The Griot · Lagos / 2026I grew up surrounded by stories. My English teacher, the writer Kola Tubosun, showed me what words could do. By secondary school, I was writing constantly. Fiction, essays, anything to capture what I saw in my head.
Then my laptop broke. No money to fix it. So I picked up leftover pens and A4 paper from my parents' house and started drawing. It wasn't a pivot. It was survival. Somewhere in those early sketches, I found a new dialect for the same language.
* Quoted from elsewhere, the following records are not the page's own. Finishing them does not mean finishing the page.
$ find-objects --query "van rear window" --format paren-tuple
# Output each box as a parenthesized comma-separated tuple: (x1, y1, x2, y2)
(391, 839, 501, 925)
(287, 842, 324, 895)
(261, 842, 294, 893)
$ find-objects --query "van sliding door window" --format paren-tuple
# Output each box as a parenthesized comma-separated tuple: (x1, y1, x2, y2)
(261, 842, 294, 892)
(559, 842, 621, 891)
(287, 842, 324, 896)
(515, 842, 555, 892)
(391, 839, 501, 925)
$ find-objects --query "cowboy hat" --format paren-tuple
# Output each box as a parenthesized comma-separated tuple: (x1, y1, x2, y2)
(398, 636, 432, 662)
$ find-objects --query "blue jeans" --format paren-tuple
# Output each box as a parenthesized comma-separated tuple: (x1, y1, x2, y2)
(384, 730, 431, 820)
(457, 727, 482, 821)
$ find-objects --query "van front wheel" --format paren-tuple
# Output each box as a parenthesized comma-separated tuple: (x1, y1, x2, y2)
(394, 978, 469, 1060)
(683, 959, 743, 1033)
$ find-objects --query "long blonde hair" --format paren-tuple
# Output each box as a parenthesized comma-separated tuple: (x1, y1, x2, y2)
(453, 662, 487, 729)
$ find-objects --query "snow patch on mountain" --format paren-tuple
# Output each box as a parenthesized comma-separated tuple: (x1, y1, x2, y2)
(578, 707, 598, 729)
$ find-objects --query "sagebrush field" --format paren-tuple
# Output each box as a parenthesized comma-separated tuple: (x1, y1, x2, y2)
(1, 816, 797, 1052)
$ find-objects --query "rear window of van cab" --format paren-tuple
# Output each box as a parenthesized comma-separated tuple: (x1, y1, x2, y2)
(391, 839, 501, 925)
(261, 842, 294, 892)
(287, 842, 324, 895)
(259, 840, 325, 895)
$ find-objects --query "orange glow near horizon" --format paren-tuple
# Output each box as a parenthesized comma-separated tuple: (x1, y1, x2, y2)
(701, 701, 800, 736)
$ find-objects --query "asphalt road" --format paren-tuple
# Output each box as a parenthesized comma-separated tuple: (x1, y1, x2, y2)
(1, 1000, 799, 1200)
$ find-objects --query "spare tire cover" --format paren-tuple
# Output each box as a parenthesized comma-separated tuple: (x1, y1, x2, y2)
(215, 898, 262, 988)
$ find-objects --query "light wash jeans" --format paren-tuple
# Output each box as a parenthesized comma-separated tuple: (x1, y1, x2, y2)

I taught myself how to draw with a mouse on Photoshop. Studied the neoclassical painters, Jacque-Louis David, Norman Rockwell, and fused their technique with the mythology I had grown up hearing. African folklore, Yoruba cosmology, stories of gods and mortals.
In 2021, I dropped out of Chemical Engineering at Covenant University to commit to the work full-time. The studio is in Lagos. The work moves between the screen, the canvas, and the foundry in Benin. Oil and acrylic on canvas. A mouse on Photoshop. Bronze, marble, the patinated surface as argument.
The technique is inseparable from the philosophy. Every painting carries the texture of survival: cracked, layered, patinated. Not as aesthetic choice but as argument. The surface says: this has endured. This was always here. You just were not shown it.